スクリーンに映るクッションを取り出すとエイドさん達に見せつける。


「クッションを買っといて良かったぁ〜!」


「持ってたのか。しかもそのクッション可愛いな」


「わ、私だって女の子なんですから、カワイイデザインのクッション欲しいですよ!」


言えない。クッションが欲しくて買おうとショップを開いて検索して見たんだけども、閲覧で出てきたクッションが可愛いデザインのクッションしかなかった。って事を。


恥ずかしい。と思いながらクッションを敷くと、今まで感じていた激しい揺れが軽減した上に腰に感じていた負担が少し軽くなった。

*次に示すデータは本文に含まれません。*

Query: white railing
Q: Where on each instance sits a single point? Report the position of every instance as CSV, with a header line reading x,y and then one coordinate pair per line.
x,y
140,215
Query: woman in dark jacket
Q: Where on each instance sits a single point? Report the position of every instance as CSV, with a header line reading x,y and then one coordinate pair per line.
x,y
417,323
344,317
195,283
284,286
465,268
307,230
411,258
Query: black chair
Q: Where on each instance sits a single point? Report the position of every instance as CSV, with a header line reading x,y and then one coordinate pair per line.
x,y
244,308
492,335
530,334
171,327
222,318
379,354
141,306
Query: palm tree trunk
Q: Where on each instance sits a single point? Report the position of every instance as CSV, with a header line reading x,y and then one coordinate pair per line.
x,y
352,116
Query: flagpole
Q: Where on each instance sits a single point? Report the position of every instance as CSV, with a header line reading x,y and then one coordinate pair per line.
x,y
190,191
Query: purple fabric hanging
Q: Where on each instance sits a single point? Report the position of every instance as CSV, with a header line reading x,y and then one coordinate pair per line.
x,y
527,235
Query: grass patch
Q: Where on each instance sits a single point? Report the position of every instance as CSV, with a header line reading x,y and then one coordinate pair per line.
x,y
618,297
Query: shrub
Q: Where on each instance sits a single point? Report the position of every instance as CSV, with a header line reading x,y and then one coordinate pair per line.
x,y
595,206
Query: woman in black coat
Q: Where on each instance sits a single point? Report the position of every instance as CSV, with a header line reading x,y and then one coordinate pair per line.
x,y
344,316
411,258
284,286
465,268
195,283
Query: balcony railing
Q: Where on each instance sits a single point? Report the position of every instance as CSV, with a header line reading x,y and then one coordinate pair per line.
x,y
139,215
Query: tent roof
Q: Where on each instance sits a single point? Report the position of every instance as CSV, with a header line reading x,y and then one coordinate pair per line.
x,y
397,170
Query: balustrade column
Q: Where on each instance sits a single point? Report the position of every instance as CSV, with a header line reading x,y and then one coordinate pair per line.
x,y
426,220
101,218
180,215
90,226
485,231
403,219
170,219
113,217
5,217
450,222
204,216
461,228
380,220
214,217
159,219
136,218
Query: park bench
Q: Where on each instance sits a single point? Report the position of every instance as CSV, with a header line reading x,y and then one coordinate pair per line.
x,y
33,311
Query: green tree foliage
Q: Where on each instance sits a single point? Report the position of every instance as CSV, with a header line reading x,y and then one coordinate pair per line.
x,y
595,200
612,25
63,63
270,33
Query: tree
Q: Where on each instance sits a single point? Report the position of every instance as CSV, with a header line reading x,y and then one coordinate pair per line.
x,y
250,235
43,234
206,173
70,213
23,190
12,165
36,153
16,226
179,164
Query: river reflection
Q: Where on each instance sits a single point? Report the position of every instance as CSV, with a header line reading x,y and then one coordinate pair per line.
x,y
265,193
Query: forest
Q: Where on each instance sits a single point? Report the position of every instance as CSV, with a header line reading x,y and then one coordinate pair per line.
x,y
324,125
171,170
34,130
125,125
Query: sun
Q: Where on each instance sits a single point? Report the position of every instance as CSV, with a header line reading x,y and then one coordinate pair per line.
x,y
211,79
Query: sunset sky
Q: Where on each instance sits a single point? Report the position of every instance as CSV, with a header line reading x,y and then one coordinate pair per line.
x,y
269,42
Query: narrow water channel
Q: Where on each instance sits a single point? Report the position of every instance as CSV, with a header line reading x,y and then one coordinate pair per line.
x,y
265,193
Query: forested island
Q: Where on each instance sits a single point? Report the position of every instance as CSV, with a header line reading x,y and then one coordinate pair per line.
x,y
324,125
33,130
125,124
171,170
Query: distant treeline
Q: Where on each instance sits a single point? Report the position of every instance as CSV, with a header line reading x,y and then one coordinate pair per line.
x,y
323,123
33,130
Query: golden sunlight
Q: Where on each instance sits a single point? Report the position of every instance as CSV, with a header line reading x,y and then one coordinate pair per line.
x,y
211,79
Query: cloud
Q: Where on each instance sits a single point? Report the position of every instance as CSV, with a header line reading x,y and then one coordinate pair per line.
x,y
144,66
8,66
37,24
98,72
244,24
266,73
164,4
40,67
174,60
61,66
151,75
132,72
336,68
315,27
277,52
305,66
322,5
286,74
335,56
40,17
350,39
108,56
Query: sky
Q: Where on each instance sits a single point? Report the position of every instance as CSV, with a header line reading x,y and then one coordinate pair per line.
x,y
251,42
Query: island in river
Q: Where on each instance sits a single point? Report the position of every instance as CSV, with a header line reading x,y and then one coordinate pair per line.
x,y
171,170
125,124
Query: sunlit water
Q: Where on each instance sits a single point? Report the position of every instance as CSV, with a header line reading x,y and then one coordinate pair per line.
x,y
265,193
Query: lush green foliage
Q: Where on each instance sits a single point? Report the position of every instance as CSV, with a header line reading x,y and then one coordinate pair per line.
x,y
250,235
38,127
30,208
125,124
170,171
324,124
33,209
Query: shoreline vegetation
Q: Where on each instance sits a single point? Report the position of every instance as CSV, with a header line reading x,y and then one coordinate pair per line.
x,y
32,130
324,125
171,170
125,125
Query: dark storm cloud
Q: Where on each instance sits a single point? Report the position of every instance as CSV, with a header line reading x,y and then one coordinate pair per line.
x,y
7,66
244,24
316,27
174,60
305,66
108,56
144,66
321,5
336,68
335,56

「クッション一つでこんなに様変わりするなんて、知らなかったですよ」


「そうか、それは良かった」


「エイドさんはクッションを使わないですか?」


「俺はお前の様に軟じゃないからな、クッションなんてなくても大丈夫なんだよ」


「そうなんですか」


「 それに俺はお前の様にアイテムボックススキルがないから、クッションを鞄に入れて歩くるしかないんだ。そうするとどうなる思う?」


「クッションが邪魔に感じると思います」


「そうだ。だからクッションを持ってない冒険家が多いんだ」


「なるほど、そうなんですか」


まぁ余り役に立たない物を持って歩くわけないよなぁ。


「エルの嬢ちゃん、慣れればどうって事ないぞ」


慣れかぁ〜・・・・・・。


「慣れたらミハルちゃんみたいに馬車で寝る事が出来るんですかね?」


「や・・・・・・そのぉ、な・・・・・・・ミハルは特別だからな。普通は寝れないぞ」


「そうなんですか」


口からヨダレを垂らしながら寝ているミハルちゃんを見てこう思った。ミハルちゃんはこんなに揺れてる馬車でも寝れるスゴい子だったんだねぇ〜。と。